Adobe reported what it called record Q2 results last night. Revenue of $6.62 billion, up 12.7% year-over-year. Non-GAAP EPS of $5.96, roughly 2.5% above the Street’s estimate of $5.82. Full-year guidance raised on both revenue and earnings. By every traditional metric, this was a clean beat.
The stock dropped 6% after hours anyway.
That’s the number that matters. Not the EPS beat, not the raised guide — the reaction. And before you chalk this up to a ‘sell the news’ moment, there’s a layer here worth unpacking.
What Actually Spooked the Market
Adobe’s CFO Dan Durn announced his resignation, effective June 15. That’s three trading days from now. SVP Steve Day steps in as interim CFO, and while management framed this as a smooth transition, the timing rattled sentiment immediately. An executive departure on the same night as an earnings beat is a narrative problem regardless of the underlying numbers.
But there’s more to the story. Management disclosed a deliberate pivot toward expanding its freemium funnel — essentially trading near-term ARR for longer-term user acquisition. The company explicitly flagged a short-term tradeoff: faster MAU growth at the expense of Creative Cloud pricing optimizations that were deferred. That language — combined with a $70 million non-cash goodwill impairment in the Publishing and Advertising unit — gave bears exactly the ammunition they needed.
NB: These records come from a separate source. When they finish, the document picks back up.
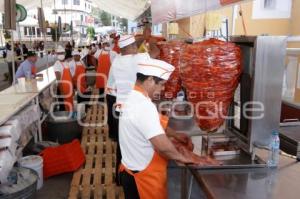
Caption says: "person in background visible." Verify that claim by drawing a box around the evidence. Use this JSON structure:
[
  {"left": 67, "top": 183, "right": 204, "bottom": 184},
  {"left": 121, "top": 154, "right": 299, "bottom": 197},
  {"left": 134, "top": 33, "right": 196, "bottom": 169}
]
[
  {"left": 119, "top": 59, "right": 197, "bottom": 199},
  {"left": 91, "top": 41, "right": 97, "bottom": 52},
  {"left": 109, "top": 32, "right": 121, "bottom": 54},
  {"left": 53, "top": 46, "right": 75, "bottom": 111},
  {"left": 22, "top": 44, "right": 28, "bottom": 59},
  {"left": 94, "top": 40, "right": 116, "bottom": 101},
  {"left": 136, "top": 24, "right": 160, "bottom": 58},
  {"left": 16, "top": 51, "right": 38, "bottom": 79},
  {"left": 14, "top": 43, "right": 22, "bottom": 60},
  {"left": 106, "top": 35, "right": 150, "bottom": 184},
  {"left": 70, "top": 51, "right": 91, "bottom": 103},
  {"left": 5, "top": 43, "right": 17, "bottom": 84},
  {"left": 65, "top": 41, "right": 72, "bottom": 52}
]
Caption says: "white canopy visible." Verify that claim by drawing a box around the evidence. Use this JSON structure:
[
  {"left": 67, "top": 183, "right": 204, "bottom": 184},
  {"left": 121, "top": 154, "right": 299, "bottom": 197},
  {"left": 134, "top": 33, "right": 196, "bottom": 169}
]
[
  {"left": 151, "top": 0, "right": 245, "bottom": 24},
  {"left": 0, "top": 0, "right": 54, "bottom": 13},
  {"left": 93, "top": 0, "right": 151, "bottom": 21},
  {"left": 0, "top": 0, "right": 151, "bottom": 20}
]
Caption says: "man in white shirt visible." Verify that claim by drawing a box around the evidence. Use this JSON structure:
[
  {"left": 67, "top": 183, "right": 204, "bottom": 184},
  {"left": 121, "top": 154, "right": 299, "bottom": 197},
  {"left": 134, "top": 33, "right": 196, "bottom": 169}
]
[
  {"left": 53, "top": 46, "right": 76, "bottom": 111},
  {"left": 119, "top": 59, "right": 195, "bottom": 199},
  {"left": 94, "top": 40, "right": 116, "bottom": 101}
]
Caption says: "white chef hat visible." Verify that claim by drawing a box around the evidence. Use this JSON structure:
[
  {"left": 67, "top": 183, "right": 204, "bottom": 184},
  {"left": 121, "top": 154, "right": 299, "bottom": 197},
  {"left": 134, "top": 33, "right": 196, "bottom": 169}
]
[
  {"left": 137, "top": 58, "right": 175, "bottom": 80},
  {"left": 72, "top": 50, "right": 81, "bottom": 56},
  {"left": 56, "top": 45, "right": 65, "bottom": 53},
  {"left": 119, "top": 35, "right": 135, "bottom": 48},
  {"left": 102, "top": 39, "right": 109, "bottom": 44}
]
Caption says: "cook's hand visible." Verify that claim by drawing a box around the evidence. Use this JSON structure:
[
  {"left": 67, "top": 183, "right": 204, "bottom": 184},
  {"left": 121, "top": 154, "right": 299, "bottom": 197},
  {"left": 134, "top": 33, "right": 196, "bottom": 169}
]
[{"left": 174, "top": 133, "right": 194, "bottom": 151}]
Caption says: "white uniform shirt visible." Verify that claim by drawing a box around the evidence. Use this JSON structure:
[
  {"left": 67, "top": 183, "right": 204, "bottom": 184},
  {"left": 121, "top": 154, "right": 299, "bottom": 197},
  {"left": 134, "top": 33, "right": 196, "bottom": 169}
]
[
  {"left": 5, "top": 50, "right": 14, "bottom": 62},
  {"left": 108, "top": 53, "right": 150, "bottom": 104},
  {"left": 53, "top": 60, "right": 76, "bottom": 76},
  {"left": 119, "top": 90, "right": 165, "bottom": 171},
  {"left": 94, "top": 49, "right": 117, "bottom": 63}
]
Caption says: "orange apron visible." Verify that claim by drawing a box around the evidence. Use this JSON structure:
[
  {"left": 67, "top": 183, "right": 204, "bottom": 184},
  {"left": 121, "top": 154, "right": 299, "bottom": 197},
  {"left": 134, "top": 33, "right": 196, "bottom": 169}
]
[
  {"left": 112, "top": 39, "right": 121, "bottom": 54},
  {"left": 31, "top": 65, "right": 37, "bottom": 76},
  {"left": 73, "top": 64, "right": 87, "bottom": 93},
  {"left": 59, "top": 63, "right": 74, "bottom": 112},
  {"left": 119, "top": 86, "right": 168, "bottom": 199},
  {"left": 96, "top": 50, "right": 111, "bottom": 89}
]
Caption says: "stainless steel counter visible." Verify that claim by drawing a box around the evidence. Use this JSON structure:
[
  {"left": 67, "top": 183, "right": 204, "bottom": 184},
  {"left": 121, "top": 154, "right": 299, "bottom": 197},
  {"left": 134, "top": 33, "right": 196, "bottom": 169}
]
[
  {"left": 169, "top": 117, "right": 300, "bottom": 199},
  {"left": 190, "top": 152, "right": 300, "bottom": 199}
]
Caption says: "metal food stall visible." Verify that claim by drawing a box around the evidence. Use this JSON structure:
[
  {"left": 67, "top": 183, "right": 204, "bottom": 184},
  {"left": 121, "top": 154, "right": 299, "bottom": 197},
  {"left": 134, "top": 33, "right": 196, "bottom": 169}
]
[{"left": 169, "top": 36, "right": 289, "bottom": 198}]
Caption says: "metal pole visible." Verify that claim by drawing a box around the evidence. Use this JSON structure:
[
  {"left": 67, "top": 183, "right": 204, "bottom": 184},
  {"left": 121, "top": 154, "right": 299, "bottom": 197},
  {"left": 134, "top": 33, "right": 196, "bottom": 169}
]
[
  {"left": 17, "top": 22, "right": 24, "bottom": 60},
  {"left": 41, "top": 0, "right": 49, "bottom": 76},
  {"left": 54, "top": 0, "right": 58, "bottom": 49},
  {"left": 10, "top": 30, "right": 16, "bottom": 85}
]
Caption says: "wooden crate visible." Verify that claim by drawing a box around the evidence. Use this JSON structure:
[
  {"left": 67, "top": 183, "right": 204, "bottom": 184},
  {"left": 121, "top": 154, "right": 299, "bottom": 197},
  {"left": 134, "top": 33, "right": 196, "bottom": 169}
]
[
  {"left": 69, "top": 185, "right": 125, "bottom": 199},
  {"left": 69, "top": 89, "right": 124, "bottom": 199}
]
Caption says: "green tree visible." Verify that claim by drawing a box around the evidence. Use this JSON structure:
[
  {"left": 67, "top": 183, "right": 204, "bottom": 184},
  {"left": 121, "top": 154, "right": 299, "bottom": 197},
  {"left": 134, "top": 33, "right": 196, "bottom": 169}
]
[
  {"left": 4, "top": 30, "right": 11, "bottom": 39},
  {"left": 51, "top": 26, "right": 61, "bottom": 42},
  {"left": 86, "top": 26, "right": 96, "bottom": 39},
  {"left": 100, "top": 11, "right": 111, "bottom": 26}
]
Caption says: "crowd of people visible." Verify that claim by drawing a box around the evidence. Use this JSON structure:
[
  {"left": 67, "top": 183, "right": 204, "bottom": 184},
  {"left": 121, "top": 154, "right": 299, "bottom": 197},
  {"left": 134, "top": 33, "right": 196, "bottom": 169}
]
[{"left": 4, "top": 27, "right": 205, "bottom": 199}]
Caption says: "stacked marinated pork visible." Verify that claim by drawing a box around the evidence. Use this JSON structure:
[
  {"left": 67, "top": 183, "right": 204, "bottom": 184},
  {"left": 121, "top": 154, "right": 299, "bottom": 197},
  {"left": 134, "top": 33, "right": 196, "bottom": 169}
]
[{"left": 159, "top": 39, "right": 242, "bottom": 132}]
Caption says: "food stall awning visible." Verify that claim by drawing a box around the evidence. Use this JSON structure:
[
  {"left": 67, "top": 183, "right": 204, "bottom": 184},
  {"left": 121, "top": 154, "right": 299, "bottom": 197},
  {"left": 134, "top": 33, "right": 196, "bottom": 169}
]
[
  {"left": 0, "top": 0, "right": 151, "bottom": 20},
  {"left": 151, "top": 0, "right": 246, "bottom": 24},
  {"left": 94, "top": 0, "right": 151, "bottom": 21},
  {"left": 0, "top": 0, "right": 54, "bottom": 13}
]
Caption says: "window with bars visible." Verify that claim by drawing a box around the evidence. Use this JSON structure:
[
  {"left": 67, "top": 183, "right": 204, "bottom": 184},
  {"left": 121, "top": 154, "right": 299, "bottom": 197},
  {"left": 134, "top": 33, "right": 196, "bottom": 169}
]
[
  {"left": 73, "top": 0, "right": 80, "bottom": 6},
  {"left": 36, "top": 28, "right": 41, "bottom": 37},
  {"left": 61, "top": 0, "right": 68, "bottom": 5}
]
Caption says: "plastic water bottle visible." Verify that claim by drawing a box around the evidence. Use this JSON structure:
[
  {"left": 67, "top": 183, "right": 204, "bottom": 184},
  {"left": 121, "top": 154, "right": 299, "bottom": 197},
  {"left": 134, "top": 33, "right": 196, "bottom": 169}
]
[{"left": 267, "top": 131, "right": 280, "bottom": 167}]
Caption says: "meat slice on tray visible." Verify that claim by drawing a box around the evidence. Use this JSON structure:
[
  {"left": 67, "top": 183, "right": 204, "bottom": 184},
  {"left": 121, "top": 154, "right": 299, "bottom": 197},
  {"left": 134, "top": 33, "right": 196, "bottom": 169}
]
[{"left": 180, "top": 39, "right": 242, "bottom": 132}]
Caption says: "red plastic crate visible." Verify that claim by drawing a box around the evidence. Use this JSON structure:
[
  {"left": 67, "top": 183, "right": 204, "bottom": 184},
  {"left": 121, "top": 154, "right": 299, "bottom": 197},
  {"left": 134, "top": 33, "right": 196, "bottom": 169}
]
[{"left": 40, "top": 139, "right": 85, "bottom": 178}]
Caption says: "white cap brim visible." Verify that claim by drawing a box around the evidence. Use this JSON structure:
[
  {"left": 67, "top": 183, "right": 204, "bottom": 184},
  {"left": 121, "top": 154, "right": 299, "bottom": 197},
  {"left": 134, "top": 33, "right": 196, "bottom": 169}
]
[
  {"left": 119, "top": 35, "right": 135, "bottom": 48},
  {"left": 137, "top": 59, "right": 175, "bottom": 80}
]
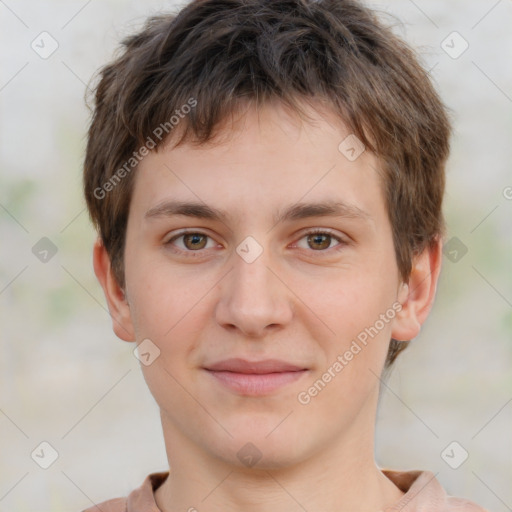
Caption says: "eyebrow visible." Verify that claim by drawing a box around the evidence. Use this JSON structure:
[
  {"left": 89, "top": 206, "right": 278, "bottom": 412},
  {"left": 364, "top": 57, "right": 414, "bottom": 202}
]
[{"left": 144, "top": 200, "right": 371, "bottom": 224}]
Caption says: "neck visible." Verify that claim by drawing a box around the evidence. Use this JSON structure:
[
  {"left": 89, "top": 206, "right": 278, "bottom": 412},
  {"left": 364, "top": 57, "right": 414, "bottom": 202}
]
[{"left": 155, "top": 414, "right": 403, "bottom": 512}]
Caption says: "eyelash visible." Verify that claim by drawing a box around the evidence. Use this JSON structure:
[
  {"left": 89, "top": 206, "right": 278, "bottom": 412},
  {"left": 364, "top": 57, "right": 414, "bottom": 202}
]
[{"left": 164, "top": 228, "right": 348, "bottom": 257}]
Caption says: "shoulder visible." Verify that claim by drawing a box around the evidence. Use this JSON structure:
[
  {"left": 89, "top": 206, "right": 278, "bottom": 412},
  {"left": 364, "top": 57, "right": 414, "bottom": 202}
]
[
  {"left": 82, "top": 471, "right": 169, "bottom": 512},
  {"left": 82, "top": 498, "right": 127, "bottom": 512},
  {"left": 382, "top": 470, "right": 488, "bottom": 512}
]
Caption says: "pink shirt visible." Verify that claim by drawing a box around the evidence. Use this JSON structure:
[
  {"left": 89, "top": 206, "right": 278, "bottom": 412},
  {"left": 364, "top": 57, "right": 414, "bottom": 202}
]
[{"left": 82, "top": 469, "right": 488, "bottom": 512}]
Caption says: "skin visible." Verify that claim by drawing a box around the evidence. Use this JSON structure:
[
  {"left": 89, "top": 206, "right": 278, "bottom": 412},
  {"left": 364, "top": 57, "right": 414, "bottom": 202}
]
[{"left": 94, "top": 98, "right": 441, "bottom": 512}]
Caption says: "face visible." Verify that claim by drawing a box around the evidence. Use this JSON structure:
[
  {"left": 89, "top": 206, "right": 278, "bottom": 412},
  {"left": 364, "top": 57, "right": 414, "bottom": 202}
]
[{"left": 106, "top": 99, "right": 418, "bottom": 468}]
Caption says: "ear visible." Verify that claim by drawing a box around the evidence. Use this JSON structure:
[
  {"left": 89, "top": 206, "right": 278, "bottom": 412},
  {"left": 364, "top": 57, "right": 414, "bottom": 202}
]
[
  {"left": 93, "top": 238, "right": 135, "bottom": 341},
  {"left": 391, "top": 237, "right": 443, "bottom": 341}
]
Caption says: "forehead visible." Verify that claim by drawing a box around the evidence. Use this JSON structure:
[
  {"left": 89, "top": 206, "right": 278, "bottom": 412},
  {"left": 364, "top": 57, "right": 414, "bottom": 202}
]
[{"left": 132, "top": 99, "right": 383, "bottom": 226}]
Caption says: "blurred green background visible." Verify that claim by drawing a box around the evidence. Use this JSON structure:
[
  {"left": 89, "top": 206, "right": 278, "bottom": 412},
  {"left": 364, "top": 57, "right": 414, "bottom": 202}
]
[{"left": 0, "top": 0, "right": 512, "bottom": 512}]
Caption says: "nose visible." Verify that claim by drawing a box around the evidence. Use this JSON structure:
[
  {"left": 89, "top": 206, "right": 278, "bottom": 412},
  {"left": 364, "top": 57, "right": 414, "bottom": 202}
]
[{"left": 215, "top": 242, "right": 293, "bottom": 338}]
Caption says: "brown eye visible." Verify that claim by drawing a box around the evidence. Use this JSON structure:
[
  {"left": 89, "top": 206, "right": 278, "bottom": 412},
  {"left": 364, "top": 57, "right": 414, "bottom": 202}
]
[
  {"left": 183, "top": 233, "right": 208, "bottom": 250},
  {"left": 297, "top": 229, "right": 347, "bottom": 254},
  {"left": 164, "top": 231, "right": 215, "bottom": 254},
  {"left": 307, "top": 233, "right": 332, "bottom": 250}
]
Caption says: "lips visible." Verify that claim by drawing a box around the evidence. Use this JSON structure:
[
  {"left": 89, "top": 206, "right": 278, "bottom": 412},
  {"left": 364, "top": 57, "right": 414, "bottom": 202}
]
[
  {"left": 204, "top": 358, "right": 308, "bottom": 396},
  {"left": 206, "top": 358, "right": 306, "bottom": 374}
]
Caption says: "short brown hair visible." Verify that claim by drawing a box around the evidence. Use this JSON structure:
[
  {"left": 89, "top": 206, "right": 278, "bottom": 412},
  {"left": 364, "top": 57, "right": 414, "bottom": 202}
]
[{"left": 83, "top": 0, "right": 451, "bottom": 367}]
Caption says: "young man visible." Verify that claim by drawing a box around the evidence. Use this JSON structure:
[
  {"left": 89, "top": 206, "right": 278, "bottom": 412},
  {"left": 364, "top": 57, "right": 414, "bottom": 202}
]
[{"left": 84, "top": 0, "right": 483, "bottom": 512}]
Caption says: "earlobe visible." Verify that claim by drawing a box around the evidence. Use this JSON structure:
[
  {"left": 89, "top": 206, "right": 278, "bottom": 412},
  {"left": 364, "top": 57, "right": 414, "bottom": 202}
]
[
  {"left": 391, "top": 237, "right": 442, "bottom": 341},
  {"left": 93, "top": 237, "right": 135, "bottom": 341}
]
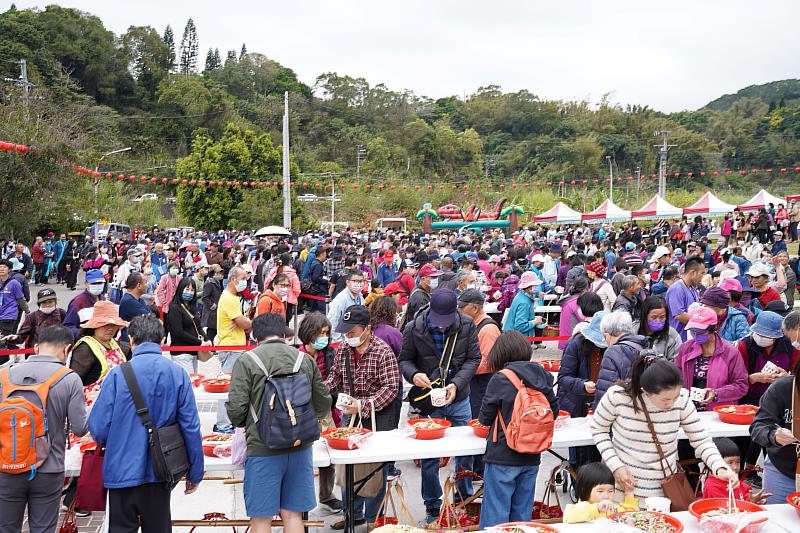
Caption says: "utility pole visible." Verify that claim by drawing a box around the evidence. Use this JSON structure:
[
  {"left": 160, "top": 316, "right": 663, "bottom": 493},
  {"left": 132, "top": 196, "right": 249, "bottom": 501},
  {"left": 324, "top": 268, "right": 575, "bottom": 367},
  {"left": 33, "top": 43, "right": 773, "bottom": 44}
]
[
  {"left": 653, "top": 130, "right": 678, "bottom": 198},
  {"left": 283, "top": 91, "right": 292, "bottom": 229},
  {"left": 3, "top": 59, "right": 36, "bottom": 122},
  {"left": 356, "top": 144, "right": 367, "bottom": 180}
]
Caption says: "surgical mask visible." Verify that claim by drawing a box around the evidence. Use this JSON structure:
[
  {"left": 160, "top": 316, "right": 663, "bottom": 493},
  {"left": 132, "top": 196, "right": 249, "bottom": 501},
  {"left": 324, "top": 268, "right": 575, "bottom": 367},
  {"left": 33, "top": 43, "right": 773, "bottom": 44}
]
[
  {"left": 753, "top": 333, "right": 775, "bottom": 348},
  {"left": 693, "top": 333, "right": 711, "bottom": 344},
  {"left": 89, "top": 284, "right": 105, "bottom": 296},
  {"left": 311, "top": 336, "right": 328, "bottom": 350}
]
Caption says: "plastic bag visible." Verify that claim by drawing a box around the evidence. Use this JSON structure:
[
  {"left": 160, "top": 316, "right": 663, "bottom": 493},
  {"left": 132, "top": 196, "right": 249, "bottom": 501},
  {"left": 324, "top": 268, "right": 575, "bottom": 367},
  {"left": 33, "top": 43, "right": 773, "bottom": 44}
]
[{"left": 230, "top": 428, "right": 247, "bottom": 466}]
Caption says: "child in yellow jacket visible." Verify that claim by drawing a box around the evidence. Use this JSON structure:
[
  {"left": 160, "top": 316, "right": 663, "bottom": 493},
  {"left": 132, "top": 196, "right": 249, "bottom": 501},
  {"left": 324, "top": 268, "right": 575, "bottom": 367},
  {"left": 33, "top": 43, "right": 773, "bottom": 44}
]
[{"left": 564, "top": 463, "right": 639, "bottom": 524}]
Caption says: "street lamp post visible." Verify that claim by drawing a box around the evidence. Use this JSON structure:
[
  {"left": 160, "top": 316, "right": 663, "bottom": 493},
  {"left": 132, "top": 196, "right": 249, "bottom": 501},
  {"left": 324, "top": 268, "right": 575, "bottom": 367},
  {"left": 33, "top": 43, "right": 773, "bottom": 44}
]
[{"left": 94, "top": 146, "right": 132, "bottom": 229}]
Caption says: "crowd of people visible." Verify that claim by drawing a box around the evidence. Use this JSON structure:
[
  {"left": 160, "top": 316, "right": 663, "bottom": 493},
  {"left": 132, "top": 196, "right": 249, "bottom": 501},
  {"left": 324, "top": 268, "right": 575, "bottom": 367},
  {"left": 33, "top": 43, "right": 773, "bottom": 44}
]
[{"left": 0, "top": 204, "right": 800, "bottom": 533}]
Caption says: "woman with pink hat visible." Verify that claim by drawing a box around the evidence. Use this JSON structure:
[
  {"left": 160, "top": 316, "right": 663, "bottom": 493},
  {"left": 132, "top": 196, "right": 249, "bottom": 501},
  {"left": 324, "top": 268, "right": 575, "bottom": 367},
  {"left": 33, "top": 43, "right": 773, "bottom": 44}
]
[{"left": 675, "top": 307, "right": 749, "bottom": 411}]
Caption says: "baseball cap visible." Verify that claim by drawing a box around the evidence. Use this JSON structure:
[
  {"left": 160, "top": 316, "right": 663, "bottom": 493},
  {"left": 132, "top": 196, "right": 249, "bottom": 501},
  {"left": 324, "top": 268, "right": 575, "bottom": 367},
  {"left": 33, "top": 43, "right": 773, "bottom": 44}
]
[
  {"left": 419, "top": 264, "right": 442, "bottom": 278},
  {"left": 428, "top": 288, "right": 458, "bottom": 328},
  {"left": 336, "top": 305, "right": 369, "bottom": 334},
  {"left": 747, "top": 263, "right": 770, "bottom": 278},
  {"left": 86, "top": 268, "right": 106, "bottom": 284},
  {"left": 686, "top": 307, "right": 719, "bottom": 331},
  {"left": 36, "top": 289, "right": 57, "bottom": 304},
  {"left": 517, "top": 270, "right": 542, "bottom": 289},
  {"left": 458, "top": 289, "right": 486, "bottom": 307}
]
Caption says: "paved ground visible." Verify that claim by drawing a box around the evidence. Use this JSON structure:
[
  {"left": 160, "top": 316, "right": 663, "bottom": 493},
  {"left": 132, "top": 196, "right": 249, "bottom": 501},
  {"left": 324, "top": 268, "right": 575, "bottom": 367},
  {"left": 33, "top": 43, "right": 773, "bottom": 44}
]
[{"left": 20, "top": 276, "right": 567, "bottom": 532}]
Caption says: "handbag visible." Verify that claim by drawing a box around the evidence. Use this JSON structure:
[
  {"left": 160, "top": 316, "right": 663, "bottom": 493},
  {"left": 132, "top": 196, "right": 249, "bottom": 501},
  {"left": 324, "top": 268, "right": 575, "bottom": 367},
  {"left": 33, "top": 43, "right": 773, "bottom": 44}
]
[
  {"left": 640, "top": 400, "right": 694, "bottom": 512},
  {"left": 74, "top": 449, "right": 106, "bottom": 512},
  {"left": 122, "top": 362, "right": 189, "bottom": 490},
  {"left": 408, "top": 333, "right": 458, "bottom": 416}
]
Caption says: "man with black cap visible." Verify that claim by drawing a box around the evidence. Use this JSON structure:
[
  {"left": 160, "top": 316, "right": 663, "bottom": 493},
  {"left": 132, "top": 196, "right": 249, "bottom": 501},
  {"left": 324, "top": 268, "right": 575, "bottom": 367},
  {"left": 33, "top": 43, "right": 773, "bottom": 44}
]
[
  {"left": 400, "top": 289, "right": 481, "bottom": 523},
  {"left": 325, "top": 305, "right": 400, "bottom": 529}
]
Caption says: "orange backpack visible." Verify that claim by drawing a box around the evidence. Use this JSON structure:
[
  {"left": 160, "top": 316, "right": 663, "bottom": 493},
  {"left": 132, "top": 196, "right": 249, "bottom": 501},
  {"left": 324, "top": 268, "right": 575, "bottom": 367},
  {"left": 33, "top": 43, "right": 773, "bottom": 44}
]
[
  {"left": 0, "top": 367, "right": 71, "bottom": 479},
  {"left": 492, "top": 368, "right": 555, "bottom": 453}
]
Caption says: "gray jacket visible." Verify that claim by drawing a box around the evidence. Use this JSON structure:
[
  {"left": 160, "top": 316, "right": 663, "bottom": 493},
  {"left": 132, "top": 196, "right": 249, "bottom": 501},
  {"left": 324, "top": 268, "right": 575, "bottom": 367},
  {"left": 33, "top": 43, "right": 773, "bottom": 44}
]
[{"left": 0, "top": 355, "right": 87, "bottom": 474}]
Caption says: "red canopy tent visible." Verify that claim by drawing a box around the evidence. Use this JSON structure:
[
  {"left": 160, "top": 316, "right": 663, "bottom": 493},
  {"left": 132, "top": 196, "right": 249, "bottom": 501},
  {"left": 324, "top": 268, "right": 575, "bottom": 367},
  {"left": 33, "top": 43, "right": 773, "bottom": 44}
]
[
  {"left": 739, "top": 189, "right": 786, "bottom": 211},
  {"left": 533, "top": 202, "right": 581, "bottom": 224},
  {"left": 631, "top": 194, "right": 683, "bottom": 218},
  {"left": 683, "top": 192, "right": 736, "bottom": 215},
  {"left": 583, "top": 199, "right": 631, "bottom": 222}
]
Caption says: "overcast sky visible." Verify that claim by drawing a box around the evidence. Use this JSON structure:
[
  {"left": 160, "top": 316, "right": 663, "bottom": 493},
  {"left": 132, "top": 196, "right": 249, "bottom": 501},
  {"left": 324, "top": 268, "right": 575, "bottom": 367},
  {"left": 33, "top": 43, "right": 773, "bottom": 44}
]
[{"left": 6, "top": 0, "right": 800, "bottom": 111}]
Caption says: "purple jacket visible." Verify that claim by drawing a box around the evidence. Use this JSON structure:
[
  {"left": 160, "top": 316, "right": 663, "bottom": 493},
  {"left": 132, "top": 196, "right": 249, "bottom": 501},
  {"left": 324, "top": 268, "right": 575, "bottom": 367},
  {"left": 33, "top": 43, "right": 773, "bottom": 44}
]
[
  {"left": 675, "top": 333, "right": 750, "bottom": 410},
  {"left": 372, "top": 322, "right": 403, "bottom": 356}
]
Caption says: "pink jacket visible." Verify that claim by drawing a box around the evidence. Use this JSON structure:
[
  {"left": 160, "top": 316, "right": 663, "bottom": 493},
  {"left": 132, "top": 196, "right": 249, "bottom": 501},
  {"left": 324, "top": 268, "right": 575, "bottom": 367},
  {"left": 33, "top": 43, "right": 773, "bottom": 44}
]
[
  {"left": 156, "top": 274, "right": 183, "bottom": 313},
  {"left": 264, "top": 266, "right": 300, "bottom": 305},
  {"left": 675, "top": 333, "right": 750, "bottom": 410}
]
ADBE shares are now down roughly 40% year-to-date and have been sitting at lows not seen since 2019. The AI disruption narrative has hung over this stock for over a year, and the market has not been forgiving.
The Options Angle
Here’s what was interesting heading into the print: options traders were pricing a 9.45% implied move in either direction — more than double ADBE’s four-quarter average post-earnings move of 3.85%. That gap between implied volatility and realized history is where traders pay attention.
With the stock now moving roughly in line with the implied range (a ~6% after-hours decline), IV is likely to compress aggressively at Friday’s open. Traders who were long premium into the event are now facing a vol crush problem even if their directional call was right. That’s the options earnings trap in its purest form.
Options activity heading into the print was notable: call volume at the June 18 $230 strike reached 1,889 contracts, while the June 12 $200 put led with 2,012 contracts traded against open interest of just 884 — a clear signal that hedging activity was building well ahead of the announcement.
Bull Case / Bear Case / Neutral Framework
For traders expecting a mean-reversion bounce: a defined-risk bull structure using a July call spread in the $215–$235 range captures upside if the stock stabilizes after the initial shock. The key data point to watch is whether AI-first ARR — which tripled year-over-year and now exceeds $500 million — converts into durable subscription upgrades over the next two quarters.
For traders who believe the CFO departure and freemium pivot represent a structural derating: a bear put spread in the $190–$210 range for the July cycle keeps risk defined while expressing the view that multiple compression continues. The consensus analyst average price target sits near $311 — a wide divergence from current levels that reflects genuine uncertainty about the AI monetization timeline.
The neutral case is perhaps the most honest read right now. Adobe beat. Adobe guided up. Adobe still fell. That kind of action — where good numbers don’t move the stock higher — is a signal the market has a different question it wants answered first. Not ‘is Adobe growing?’ but ‘is Adobe still relevant in an AI-first creative stack?’
That question doesn’t get resolved in one quarter. Which is exactly why the options market priced a wider-than-normal move to begin with.
- Q2 Revenue: $6.62B vs. $6.45B est. (+12.7% YoY)
- Non-GAAP EPS: $5.96 vs. $5.82 est.
- Total Ending ARR: $27.1B, +12.5% YoY
- AI-First ARR: Exceeded $500M, tripled YoY
- After-Hours Reaction: –~6%
- Pre-Earnings Implied Move: ±9.45%
- CFO Departure: Dan Durn exits June 15
- Key Risk: Freemium pivot reduces near-term ARR visibility
The next catalyst is the Q3 report in September. Between now and then, watch how the stock trades relative to the $200 level — a line that options open interest has effectively treated as a gravitational floor entering this week.